Ter obras de Arte sacra de 300/400 anos não significa ser ladrão. Os livros contam histórias de homens que, há mais de 100 anos,
empreendiam longas viagens pelas províncias do Brasil comprando oratórios,
santos de madeira (folheados a ouro) e peças sacras dos engenhos falidos e em
decadência.
Esses homens eram justamente colecionadores e comerciantes desse
tipo de obra de Arte. Isso não se resumia aos engenhos e fazendas, mas às casas
da cidade, onde os fazendeiros residiam e mantinham verdadeiros museus sacros.

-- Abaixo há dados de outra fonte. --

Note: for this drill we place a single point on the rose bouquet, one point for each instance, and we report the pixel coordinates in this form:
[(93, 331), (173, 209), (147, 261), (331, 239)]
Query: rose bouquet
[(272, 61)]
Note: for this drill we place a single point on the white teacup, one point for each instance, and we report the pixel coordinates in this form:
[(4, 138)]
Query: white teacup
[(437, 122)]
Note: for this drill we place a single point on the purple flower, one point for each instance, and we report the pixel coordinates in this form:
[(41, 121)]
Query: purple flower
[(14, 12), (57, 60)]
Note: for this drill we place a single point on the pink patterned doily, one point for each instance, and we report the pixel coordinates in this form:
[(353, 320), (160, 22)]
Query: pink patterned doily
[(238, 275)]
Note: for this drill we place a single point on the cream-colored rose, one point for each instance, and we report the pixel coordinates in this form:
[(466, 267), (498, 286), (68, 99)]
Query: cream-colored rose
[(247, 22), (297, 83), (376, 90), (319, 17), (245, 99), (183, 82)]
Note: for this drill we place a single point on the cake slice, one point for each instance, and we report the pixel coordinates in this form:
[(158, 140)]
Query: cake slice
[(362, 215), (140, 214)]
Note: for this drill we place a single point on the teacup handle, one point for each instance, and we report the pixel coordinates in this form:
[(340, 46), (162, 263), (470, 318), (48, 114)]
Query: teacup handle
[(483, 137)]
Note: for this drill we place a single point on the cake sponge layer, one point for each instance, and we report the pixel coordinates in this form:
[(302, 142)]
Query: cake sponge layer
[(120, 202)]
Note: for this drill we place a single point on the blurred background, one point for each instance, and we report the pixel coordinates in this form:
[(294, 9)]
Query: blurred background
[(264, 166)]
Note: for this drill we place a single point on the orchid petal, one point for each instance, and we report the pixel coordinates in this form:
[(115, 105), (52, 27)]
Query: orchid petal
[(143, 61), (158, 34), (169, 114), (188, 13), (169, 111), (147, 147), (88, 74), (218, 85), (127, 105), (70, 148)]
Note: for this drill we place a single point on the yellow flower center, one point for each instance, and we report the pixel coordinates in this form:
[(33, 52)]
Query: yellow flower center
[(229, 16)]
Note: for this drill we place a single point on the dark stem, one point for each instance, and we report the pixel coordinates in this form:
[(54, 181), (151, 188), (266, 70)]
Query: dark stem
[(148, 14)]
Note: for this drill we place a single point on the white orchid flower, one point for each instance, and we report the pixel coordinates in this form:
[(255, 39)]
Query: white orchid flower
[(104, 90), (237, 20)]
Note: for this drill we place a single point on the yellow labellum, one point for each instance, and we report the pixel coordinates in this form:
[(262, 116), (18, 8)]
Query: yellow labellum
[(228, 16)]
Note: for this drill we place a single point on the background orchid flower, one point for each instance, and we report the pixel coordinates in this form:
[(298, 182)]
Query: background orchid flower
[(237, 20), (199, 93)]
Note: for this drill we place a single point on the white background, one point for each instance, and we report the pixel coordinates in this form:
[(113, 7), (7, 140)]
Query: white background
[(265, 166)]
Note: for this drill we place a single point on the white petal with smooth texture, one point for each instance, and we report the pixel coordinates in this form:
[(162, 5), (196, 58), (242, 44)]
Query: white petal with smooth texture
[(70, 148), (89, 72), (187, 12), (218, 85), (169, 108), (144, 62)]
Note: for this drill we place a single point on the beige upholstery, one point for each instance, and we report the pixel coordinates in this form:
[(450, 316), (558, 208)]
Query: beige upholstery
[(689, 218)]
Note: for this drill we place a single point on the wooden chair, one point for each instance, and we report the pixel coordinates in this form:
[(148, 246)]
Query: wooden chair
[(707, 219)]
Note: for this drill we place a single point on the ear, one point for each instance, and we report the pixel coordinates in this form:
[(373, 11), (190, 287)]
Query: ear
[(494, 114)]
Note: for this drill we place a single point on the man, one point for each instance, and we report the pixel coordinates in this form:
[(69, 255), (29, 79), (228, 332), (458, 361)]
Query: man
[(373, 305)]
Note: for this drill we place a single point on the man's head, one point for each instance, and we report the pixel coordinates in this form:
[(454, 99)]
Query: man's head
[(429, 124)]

Esses homens, no caso, eram meramente oportunistas e espertos. Não eram
ladrões. É certo que eles pagavam valores irrisórios, trocavam por outras coisas,
mas, enfim, não havia ilegalidade naquela aquisição. Por mais que nos admiremos com o fato de um colecionador possuir objetos sacros de 200/300 anos ou mais, os mesmos não devem ser vistos como criminosos, mas é necessário os olharmos com reservas, pois, infelizmente, entre os honestos há os ladrões.

Isso explica o porquê de
encontrarmos tantos tesouros em galerias de obras de Arte sacra principalmente
nas capitais brasileiras, até porque os donos morrem, os filhos vendem, trocam,
doam, até jogam no lixo (por ignorância). Dia desses um homem estranhou certa peça numa galeria de arte Sacra. Ele achou muito parecida com uma obra roubada na igreja de determinado estado há mais de 40 anos. Então ele fotografou-a. Na mesma hora recebeu o retorno de um especialista confirmando se tratar da peça roubada. A polícia federal baixou no local instantes depois. Isso acontece eventualmente, pois muitos especialistas visitam essas galerias com tal finalidade.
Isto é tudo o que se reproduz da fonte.